Cells were harvested and solubilized in ice-cold lysis buffer containing 50 mM Tris–HCl (pH 8.0), 0.1% sodium dodecyl sulfate (SDS), 1% Triton X-100, 0.5% sodium deoxycholate, 2 mM EDTA, 10 mM NaF, 150 mM NaCl, and 1 mM phenylmethylsulfonyl fluoride. The protein concentration was measured using BCA protein assay reagents. The extracted proteins (40 μg) were heated at 99 °C for 5 min, loaded onto 10%–15% SDS–polyacrylamide gel, and then electrochemically transferred onto polyvinylidene difluoride membranes. After being transferred, nonspecific binding to membranes was blocked with skimmed milk (5%) in Tris-buffered saline containing 0.1% Tween-20 (TBS-T) for 1 h at 4 °C. After overnight incubation with specific primary antibodies (1:1000 dilution), the membranes were washed thrice with TBS-T for 10 min each. Subsequently, the membranes were incubated overnight with secondary antibodies (1:5000 dilution) at 4 °C. Protein bands were visualized using the ECL method. The band intensity on the western blots was quantified and analyzed using ChemiDoc XRS (Bio-Rad, Hercules, CA, USA) and normalized to that of β-actin.

Confocal microscopy

The cells after transfection of control or mimics for miR-34a and miR-605-5p were seeded on poly-D-lysine-coated coverslips. After incubation at 48 h, the cells were fixed with 4% (w/v) formaldehyde in PBS for 30 min at 25 °C. After washing with PBS, the cells were blocked for 40 min in PBS containing 5% goat serum and 0.2% Triton X-100. After overnight incubation with a 1:200 dilution of the primary antibodies, the cells were washed and stained with a 1:200 dilution of the secondary antibodies. After an additional wash process, the coverslips were mounted onto glass slides with 3 μL of UltraCruz™ Mounting Medium containing 4′,6-diamidino-2-phenylindole. Fluorescence signals were analyzed using an LSM800 Confocal Laser Scanning Microscope (Carl Zeiss, Jena, Germany).

Cell viability assay

MCF-7 cells (5 × 103 cells/well) were plated in 96-well microplates and incubated for 96 h at 37 °C. Before seeding, the cells were transfected with miR-34a or miR-605-5p mimics (80 nM). After incubation, the cells were treated with 10 μL of CCK solution (Dongin biotech) and incubated for 1 h at 37 °C. The produced formazan dyes were quantified by measuring the absorbance at 450 nm using a Tecan Sunrise™ microplate reader (Männedorf, Switzerland). All experiments were independently performed in triplicate.

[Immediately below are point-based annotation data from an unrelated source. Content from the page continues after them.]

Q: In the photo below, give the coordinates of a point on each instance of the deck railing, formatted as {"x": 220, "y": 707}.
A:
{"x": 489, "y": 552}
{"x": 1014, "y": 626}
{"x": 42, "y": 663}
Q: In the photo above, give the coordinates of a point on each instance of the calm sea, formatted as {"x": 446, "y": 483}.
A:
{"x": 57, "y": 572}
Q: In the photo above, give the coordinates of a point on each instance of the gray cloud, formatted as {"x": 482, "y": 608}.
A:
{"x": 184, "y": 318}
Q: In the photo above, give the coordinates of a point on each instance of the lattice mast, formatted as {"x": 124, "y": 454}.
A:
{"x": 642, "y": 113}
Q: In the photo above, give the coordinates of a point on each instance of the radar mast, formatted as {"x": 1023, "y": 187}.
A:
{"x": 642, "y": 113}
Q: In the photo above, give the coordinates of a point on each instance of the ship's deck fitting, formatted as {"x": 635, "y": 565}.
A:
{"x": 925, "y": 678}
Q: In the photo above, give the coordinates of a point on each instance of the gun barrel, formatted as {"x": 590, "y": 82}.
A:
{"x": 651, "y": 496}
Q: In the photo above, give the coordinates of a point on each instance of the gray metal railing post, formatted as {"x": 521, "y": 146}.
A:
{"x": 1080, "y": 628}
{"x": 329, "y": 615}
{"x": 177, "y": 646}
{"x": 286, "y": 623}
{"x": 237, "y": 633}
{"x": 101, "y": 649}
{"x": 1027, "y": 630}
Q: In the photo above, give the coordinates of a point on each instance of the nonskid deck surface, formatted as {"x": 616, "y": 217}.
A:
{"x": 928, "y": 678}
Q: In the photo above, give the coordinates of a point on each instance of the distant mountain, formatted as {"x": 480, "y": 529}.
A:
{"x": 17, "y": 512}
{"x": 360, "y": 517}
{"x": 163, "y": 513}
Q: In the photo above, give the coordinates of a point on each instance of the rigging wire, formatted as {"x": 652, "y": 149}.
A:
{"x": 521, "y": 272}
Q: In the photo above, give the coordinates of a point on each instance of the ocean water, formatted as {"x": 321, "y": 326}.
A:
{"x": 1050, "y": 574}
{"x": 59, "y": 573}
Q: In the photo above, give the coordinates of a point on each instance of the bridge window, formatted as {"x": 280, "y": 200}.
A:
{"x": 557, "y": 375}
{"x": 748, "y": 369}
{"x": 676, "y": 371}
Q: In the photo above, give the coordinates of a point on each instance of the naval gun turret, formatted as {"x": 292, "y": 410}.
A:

Senescence-associated β-galactosidase assay

MCF-7 cells (1 × 106 cells/well) were seeded in 6-well plates after transfection with miRNA mimics. The cells were stained at 37 °C overnight with a staining solution in SA-β-galactosidase (gal) staining kit (Cell Signaling Technology, USA) following the manufacturer’s instructions.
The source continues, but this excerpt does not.